The fire control panel required ruggedization for use on Navy Littoral Combat Ships.

All branches of the U.S. Armed Forces depend on and benefit from our rugged compute solutions to execute their missions safely and successfully. This is due primarily to its seamless reliability in the most volatile, extreme, and highly unpredictable tactical edge conditions. So, when a global technology company needed help ruggedizing and certifying their fire control panel for Navy Littoral Combat Ships, they reached out to Crystal Group.

At sea, there is no immediate emergency assistance when a fire breaks out making it imperative that seaward naval warships and crew members are equipped to control an onboard fire, for overall safety and maintaining the ship’s combat effectiveness. Fire threats are compounded with increased onboard fire hazards, like ammunitions and high fuel density, as well as vulnerabilities to possible hostile enemy action. Risks are just as significant when a ship is docked, as we saw in the devastating Bonhomme Richard fire in July 2020, which prompted the Navy to increase its fire safety protocols.

To meet the heightened operational and safety requirements for use onboard a U.S. Navy ship, the fire control panel system needed a complete upgrade and replacement. For our team, that meant modifying and ruggedizing the fire control panel to meet or exceed strict MIL standards, including, MIL-DTL-901 for high-impact mechanical shock, MIL-STD-167 for mechanical vibration, and MIL-STD-461 for electromagnetic compatibility and interference (EMI).

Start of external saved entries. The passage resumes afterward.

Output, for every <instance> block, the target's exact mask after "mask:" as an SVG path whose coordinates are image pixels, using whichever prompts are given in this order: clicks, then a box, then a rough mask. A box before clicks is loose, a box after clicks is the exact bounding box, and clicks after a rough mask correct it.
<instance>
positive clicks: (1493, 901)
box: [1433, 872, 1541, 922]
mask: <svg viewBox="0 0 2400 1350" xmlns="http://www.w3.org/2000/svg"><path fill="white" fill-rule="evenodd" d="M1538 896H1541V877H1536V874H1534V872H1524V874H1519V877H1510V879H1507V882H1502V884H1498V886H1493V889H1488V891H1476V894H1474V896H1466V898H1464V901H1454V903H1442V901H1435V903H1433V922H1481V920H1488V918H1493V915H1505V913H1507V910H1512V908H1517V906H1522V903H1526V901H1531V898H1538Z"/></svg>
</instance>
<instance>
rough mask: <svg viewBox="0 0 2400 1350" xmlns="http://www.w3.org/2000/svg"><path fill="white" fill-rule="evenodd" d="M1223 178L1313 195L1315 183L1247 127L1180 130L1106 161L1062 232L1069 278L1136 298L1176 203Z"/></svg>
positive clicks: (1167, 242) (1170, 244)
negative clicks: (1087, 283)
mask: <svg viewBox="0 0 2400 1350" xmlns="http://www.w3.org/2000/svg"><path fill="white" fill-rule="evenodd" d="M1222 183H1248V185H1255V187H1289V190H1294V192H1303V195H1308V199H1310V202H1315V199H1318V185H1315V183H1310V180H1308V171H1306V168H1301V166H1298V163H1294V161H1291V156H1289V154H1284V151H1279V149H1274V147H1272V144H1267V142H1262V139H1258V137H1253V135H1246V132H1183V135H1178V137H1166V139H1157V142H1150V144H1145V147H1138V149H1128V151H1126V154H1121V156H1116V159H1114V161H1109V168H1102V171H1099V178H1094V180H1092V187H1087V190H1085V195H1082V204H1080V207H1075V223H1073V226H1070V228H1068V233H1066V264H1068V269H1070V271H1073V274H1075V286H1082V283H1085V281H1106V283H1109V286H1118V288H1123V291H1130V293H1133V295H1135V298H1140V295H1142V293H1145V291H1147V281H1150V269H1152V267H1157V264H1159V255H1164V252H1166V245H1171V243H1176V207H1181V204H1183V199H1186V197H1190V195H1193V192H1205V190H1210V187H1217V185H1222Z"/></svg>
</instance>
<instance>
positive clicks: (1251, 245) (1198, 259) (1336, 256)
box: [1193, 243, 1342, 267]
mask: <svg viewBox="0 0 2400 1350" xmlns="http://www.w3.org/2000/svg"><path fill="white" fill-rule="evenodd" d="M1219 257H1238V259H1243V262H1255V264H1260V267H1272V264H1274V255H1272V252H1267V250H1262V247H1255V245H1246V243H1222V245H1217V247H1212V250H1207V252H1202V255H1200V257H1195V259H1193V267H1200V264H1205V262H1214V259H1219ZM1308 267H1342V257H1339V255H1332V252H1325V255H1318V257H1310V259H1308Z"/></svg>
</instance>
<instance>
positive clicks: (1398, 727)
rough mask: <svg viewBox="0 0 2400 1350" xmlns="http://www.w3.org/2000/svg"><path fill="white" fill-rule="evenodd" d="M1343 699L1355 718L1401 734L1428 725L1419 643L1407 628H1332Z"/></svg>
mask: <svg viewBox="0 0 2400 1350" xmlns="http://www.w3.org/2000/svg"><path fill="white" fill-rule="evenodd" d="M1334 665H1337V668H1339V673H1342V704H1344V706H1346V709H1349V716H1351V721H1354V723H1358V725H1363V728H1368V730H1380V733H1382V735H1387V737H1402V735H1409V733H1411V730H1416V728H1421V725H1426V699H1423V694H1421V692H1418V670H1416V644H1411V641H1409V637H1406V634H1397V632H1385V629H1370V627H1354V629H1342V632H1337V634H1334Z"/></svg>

Extending our deep knowledge of proprietary ruggedization techniques to a completely different system and application presented our team with many unique challenges. Fortunately, one of our strongest assets is solving our customers’ most critical compute challenges. Through close customer collaboration, creativity and determination, we delivered a ruggedized fire control panel that impressed the customer and met the Navy’s increased fire safety requirements.